Our movement, the statement boldly declares, "opens America's eyes to the true family values that LGBT couples, parents and families are living and demonstrating every day." So much for fun at the YMCA.

We've sacrificed sexual pluralism on the altar of civil rights. The gay rights movement has at its core the assertion that gay people are just like everybody else—we raise kids, enjoy scouting, and love our country as much as the next straight guy. We thus present no threat to American society and deserve all the rights and responsibilities of full citizenship. This truism is only partially so. We differ in one important way: We have sex with people of the same gender, at least a portion of the time. And that's the part that freaks most straight people out.

Rather than confront this cultural barrier, we try to cover it up like a blemish on otherwise perfect skin. We chose our language carefully: We have an "orientation" that is by no means a choice. We build "committed" relationships. We urge "tolerance" and "acceptance" rather than provoke cultural change.
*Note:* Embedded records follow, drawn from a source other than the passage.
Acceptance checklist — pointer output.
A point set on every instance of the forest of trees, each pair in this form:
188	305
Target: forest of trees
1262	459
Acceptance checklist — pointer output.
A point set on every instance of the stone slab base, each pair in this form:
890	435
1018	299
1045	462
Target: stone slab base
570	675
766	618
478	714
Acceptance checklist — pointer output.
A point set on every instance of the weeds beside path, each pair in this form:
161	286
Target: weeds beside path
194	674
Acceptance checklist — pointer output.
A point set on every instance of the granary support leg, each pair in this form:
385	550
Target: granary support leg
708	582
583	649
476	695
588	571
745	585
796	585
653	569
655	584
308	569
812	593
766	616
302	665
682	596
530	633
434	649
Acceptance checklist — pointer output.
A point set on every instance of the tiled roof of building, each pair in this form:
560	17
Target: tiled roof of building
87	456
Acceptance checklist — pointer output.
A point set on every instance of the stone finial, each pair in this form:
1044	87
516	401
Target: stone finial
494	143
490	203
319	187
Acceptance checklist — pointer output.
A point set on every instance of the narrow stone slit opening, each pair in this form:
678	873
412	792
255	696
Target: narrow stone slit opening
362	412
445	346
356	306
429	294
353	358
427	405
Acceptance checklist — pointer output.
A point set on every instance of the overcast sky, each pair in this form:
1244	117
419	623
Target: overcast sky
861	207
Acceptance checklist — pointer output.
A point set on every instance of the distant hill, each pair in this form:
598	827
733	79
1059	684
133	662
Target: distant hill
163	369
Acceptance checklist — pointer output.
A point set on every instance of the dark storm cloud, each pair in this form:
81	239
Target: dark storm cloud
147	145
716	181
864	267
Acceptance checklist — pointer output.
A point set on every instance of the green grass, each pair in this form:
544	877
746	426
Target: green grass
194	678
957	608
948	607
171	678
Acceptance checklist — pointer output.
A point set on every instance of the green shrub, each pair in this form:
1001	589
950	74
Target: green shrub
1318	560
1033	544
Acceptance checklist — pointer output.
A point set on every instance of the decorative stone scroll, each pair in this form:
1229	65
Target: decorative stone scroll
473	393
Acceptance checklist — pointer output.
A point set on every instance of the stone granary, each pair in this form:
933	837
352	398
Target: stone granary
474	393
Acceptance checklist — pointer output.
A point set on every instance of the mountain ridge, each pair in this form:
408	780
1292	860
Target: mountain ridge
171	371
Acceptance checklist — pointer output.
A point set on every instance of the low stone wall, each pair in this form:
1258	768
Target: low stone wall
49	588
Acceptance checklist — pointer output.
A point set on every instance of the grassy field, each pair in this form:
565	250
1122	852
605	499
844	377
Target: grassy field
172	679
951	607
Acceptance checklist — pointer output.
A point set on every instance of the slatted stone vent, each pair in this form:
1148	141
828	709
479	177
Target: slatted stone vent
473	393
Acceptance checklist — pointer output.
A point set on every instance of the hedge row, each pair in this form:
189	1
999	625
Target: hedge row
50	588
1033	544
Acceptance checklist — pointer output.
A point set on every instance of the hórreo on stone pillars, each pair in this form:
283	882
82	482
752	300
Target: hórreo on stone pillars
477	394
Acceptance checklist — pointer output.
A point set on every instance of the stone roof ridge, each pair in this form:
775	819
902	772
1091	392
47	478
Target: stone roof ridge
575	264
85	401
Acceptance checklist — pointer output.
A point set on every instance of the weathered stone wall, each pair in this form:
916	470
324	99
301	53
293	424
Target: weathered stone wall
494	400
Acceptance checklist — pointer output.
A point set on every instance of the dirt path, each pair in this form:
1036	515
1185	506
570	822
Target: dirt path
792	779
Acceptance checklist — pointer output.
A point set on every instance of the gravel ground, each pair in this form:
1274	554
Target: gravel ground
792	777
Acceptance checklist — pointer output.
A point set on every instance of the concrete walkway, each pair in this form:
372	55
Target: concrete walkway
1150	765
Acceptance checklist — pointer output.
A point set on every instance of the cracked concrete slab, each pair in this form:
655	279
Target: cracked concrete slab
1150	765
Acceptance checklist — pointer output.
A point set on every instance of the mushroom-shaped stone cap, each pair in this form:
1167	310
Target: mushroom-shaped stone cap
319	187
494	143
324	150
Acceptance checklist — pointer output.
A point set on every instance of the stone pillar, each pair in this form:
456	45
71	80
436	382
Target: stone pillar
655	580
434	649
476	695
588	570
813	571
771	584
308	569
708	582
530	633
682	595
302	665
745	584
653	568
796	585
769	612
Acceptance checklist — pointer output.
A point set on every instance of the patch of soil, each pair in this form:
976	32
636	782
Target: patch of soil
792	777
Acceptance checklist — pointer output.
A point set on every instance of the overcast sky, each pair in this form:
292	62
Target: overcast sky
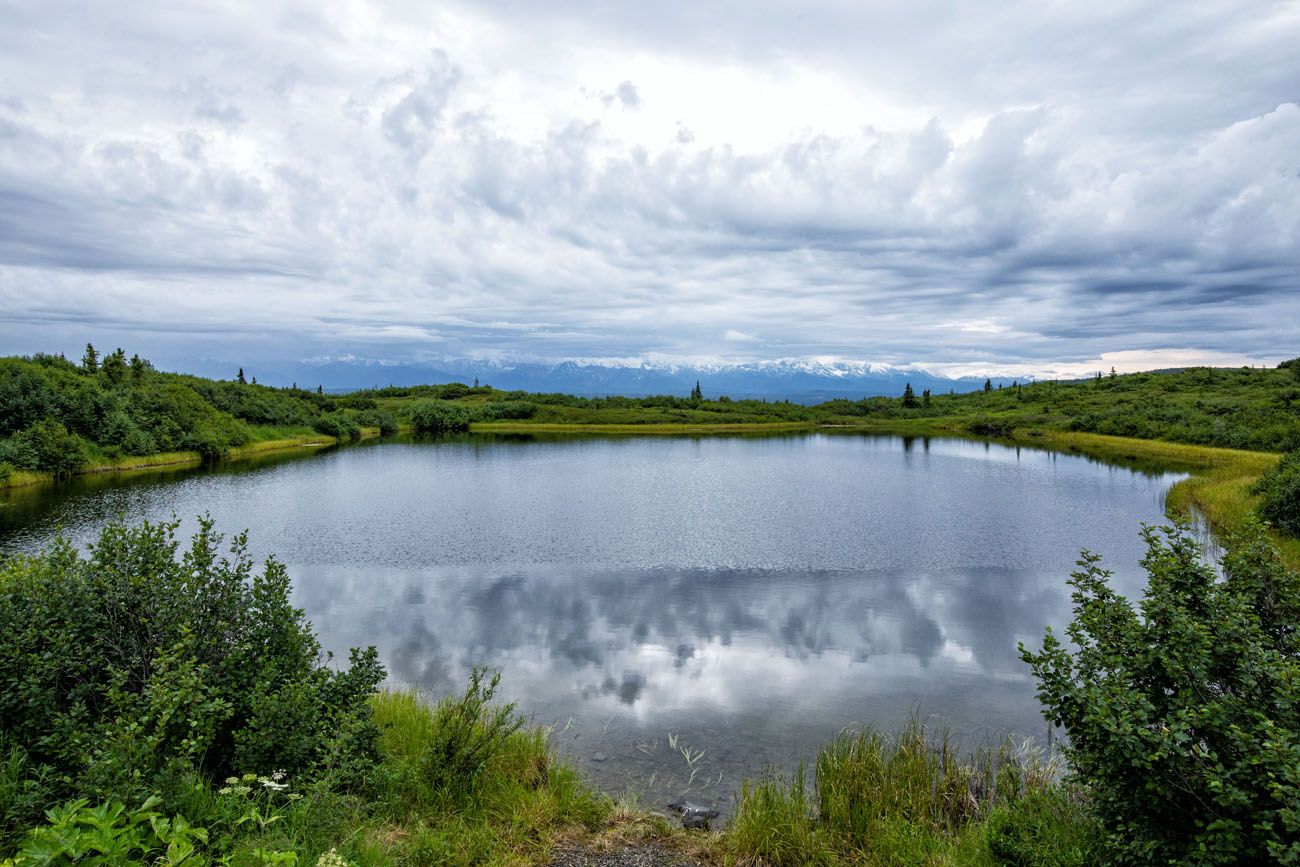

Legal equality is a worthy goal, all the more so for those at the lower end of the economic ladder who can't afford to tell the boss to fuck off when he demands they dress like ladies or gents. But it's also a goal that will remain elusive as long as we opt out of the sex wars. We must convince America to celebrate rather than hide from the fact that we all have sex, of all different sorts—to champion the idea that hetero or homo, missionary or doggy-style, it's all good. For until the country stops dividing sex by what's natural or perverted, we'll never get our rights—civil or otherwise.